Piles of walnut shavings are accepted by the pickup load but the rest of my shavings are not acceptable.
I think he's pushing the limit of the definition of "friend"...I have considered the possibility of a woodburner in my shop but am a bit concerned about the risk of fire...and to complicate matters the former 2 1/2 car garage has a walk in basement under the northern 1/2 which is slowly separating from the rest of the shop, that portion is built into a hillside..I had a contractor look at raising it up...he said the foundation was shot and estimated it would cost $25.000 + to fix it...I've just spent two years making it into a real shop with insulate walls and bead board finish...not sure it's worth that much money but I really don't want to tear it down after all that work...maybe I'll use the cutoffs to jack it up...
I do have someone coming out next week with a system where they hydraulically drive horizontal rods under the structure and then pull the wall back upright...hopefullya considerable amount of change less than the aforementioned proposal..
As to the cutoff issue, I appreciate everyone's suggestion...I've concluded that I just have to deal with my packrat tendencies a little (or alot) more harshly and send those three and four inch 2X4's to the burn pile.
Cheers,
Neil
noviceneil,
Packrat is worse the more you pay for wood.. I buy direct from the sawmill so wood is usually under $.50 cents per board ft. sometimes as low as 10 or 15 cents..

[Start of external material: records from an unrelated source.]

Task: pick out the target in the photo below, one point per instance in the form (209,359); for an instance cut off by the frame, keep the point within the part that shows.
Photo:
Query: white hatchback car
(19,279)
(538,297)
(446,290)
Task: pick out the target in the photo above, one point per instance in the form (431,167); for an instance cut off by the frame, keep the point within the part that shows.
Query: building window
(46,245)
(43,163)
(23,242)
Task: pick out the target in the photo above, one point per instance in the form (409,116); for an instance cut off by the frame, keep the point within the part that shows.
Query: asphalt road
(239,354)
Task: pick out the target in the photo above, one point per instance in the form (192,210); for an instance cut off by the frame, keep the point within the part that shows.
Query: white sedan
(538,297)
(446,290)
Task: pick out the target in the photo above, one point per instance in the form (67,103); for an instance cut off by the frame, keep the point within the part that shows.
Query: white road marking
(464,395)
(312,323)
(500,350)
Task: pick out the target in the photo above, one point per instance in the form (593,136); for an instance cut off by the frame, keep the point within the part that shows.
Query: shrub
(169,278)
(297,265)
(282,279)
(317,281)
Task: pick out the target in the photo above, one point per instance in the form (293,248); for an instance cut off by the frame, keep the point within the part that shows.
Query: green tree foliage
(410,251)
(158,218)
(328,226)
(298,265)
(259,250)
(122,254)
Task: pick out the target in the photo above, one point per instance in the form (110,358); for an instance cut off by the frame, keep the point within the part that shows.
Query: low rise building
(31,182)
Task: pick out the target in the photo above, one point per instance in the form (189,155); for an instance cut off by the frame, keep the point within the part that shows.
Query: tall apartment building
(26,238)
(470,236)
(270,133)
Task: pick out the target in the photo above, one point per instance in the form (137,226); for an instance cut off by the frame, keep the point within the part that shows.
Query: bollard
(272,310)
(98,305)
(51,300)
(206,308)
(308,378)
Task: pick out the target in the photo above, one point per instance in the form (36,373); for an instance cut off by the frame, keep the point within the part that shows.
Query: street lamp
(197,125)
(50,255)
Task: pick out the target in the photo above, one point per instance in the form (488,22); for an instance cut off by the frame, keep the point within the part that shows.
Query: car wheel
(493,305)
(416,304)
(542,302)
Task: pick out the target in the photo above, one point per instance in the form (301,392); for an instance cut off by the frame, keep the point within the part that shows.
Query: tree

Scraps that cost less than a quarter are easy to dismiss especially when You buy as much wood as I do..
I am finally getting to the point where all my stacks of wood are indoors. to achieve that I needed to decide that scraps simply didn't have a place or I'd never achieve my goal..
It was hard to give up pieces of burl or wonderful character but unless I planned on stopping building this house the decision had to be made..
Some of the wood I gave away I know would make wondeful boxes and picture frames.. My basic nature of adapting everything to some sort of valued use is sorely tested but I looked at the lost space and decided to be brutal..
Cut them up in even lengths and widths to build a kids set of building blocks.